Hong Kong-listed Chalco, will issue yuan currency shares for the first time in exchange for the stock it doesn't own in Lanzhou Aluminum Co. and Shandong Aluminium Industry Co., the companies said in filings Friday. The units' shares will cease to trade and Chalco's stock will replace them in Shanghai.
Trading shares in Shanghai may help Chalco raise cash to acquire rivals and build new plants as aluminum demand rises in the world's biggest consumer of the metal used in cars, aircraft and beverage cans.

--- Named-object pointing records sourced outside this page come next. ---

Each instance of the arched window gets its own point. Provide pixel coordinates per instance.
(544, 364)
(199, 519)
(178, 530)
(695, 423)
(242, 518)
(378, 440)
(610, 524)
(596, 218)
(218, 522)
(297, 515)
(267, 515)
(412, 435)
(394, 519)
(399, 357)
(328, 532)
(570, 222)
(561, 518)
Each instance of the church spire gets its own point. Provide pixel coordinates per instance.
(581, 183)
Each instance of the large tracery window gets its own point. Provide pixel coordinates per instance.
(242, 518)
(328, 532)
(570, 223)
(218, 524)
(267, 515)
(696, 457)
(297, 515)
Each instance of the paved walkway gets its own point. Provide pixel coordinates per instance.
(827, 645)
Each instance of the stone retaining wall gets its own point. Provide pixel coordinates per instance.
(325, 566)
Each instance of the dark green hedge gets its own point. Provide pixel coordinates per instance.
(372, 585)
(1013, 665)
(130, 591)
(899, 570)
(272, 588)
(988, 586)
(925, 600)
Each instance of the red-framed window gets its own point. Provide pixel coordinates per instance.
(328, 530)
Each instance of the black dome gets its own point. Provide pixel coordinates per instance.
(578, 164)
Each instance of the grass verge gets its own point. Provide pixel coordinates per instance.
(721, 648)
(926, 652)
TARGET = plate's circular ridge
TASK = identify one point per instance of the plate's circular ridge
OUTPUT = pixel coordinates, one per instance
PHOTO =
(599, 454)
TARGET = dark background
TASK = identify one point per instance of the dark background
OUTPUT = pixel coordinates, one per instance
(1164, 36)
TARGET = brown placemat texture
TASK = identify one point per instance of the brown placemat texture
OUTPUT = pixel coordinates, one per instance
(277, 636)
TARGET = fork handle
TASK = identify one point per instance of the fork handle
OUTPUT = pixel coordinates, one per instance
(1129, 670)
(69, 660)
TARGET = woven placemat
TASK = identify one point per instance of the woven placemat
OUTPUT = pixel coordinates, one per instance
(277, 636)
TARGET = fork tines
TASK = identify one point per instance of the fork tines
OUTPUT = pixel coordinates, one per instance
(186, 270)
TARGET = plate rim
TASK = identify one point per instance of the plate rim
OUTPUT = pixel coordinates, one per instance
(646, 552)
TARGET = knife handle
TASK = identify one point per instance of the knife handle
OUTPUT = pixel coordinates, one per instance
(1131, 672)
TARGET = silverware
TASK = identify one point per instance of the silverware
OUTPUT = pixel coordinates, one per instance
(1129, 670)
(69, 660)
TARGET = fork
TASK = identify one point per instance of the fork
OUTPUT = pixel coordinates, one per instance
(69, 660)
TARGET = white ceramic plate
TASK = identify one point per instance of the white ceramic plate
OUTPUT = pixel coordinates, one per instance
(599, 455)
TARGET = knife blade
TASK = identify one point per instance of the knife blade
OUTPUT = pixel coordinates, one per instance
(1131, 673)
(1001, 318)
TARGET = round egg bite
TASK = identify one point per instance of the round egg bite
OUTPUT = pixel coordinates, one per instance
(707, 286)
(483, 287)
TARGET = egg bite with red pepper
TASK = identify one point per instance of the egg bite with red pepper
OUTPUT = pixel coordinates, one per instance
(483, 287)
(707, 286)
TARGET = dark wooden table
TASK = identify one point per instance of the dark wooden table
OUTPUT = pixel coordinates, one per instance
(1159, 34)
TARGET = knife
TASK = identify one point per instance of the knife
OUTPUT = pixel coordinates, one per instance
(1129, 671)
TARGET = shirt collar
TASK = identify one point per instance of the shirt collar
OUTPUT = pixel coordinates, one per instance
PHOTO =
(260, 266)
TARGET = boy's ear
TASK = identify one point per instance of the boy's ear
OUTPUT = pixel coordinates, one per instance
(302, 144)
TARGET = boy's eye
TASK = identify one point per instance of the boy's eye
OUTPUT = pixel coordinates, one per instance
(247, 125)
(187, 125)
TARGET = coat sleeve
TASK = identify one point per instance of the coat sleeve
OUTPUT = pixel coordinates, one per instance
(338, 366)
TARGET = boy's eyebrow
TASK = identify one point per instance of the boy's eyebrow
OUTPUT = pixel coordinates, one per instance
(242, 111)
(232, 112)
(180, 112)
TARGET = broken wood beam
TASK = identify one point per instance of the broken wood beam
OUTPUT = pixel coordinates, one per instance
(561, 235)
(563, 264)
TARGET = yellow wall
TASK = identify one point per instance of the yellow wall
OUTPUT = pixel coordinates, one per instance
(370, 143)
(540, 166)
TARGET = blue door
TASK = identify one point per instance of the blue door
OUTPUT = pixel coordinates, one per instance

'Chalco will get an important new financing channel by listing domestically,'' said Sean Zheng, who helps manage US$100 million at Dingtian Asset Management Co. in Beijing. 'The share swap is an easy way to do it, although the payment is a bit higher than I expected.''
China wants companies such as PetroChina Co. and China Life Insurance Co. that don't trade shares in Shanghai and Shenzhen to list their shares in the domestic markets that are now dominated by smaller, State-owned manufacturers, Shanghai Stock Exchange executive vice president Zhou Qinye said in January.
Chalco, priced the stock offer for Lanzhou Aluminum Co. and Shandong Aluminium Industry Co. 25 percent above their last traded share prices. A concurrent cash offer valued at 6.91 billion yuan doesn't contain a premium.
After the takeover, Chalco's yuan-denominated A shares will trade on the Shanghai Stock Exchange, according to Friday's statements. The shares of all three companies are suspended, they last traded Nov. 27.
Chalco is offering 3.15 shares for every Shandong Aluminum share, which was last traded at 16.65 yuan, for a total of 4.17 billion yuan. The cash offer is the same as the last traded price. The scrip bid for Lanzhou Aluminum of 1.8 Chalco shares is worth 4 billion yuan.
Chalco said it's paying the premium to compensate shareholders for making nontradable State holdings tradable.
'We are happy to see it returning to the domestic market,'' said Liu Yang, who helps oversee more than US$3 billion of assets, including more than US$100 million of A shares, at mutual fund Atlantis Investment in Hong Kong. She has Chalco shares. 'We don't care how much it offers in compensation.''
Chalco plans to buy rival smelters to gain more control of the domestic aluminum and alumina industry following a government decision to slow investment in industries including aluminum, steel and automaking to cool inflation. Chalco has added 1.09 million tons of capacity by buying aluminum plants this year, the company said Oct. 23.
Aluminum Corp. of China, Chalco's parent, plans to increase capacity 56 percent to 5 million metric tons by 2010. Its alumina-making capacity will rise to 12 million tons in 2008, from 9.05 million tons by the end of this year, Li Dongguang, the company's trading manager, said last month.
Alumina is a semi-finished white powder smelters turn into aluminum in an energy-intensive electrolytic process.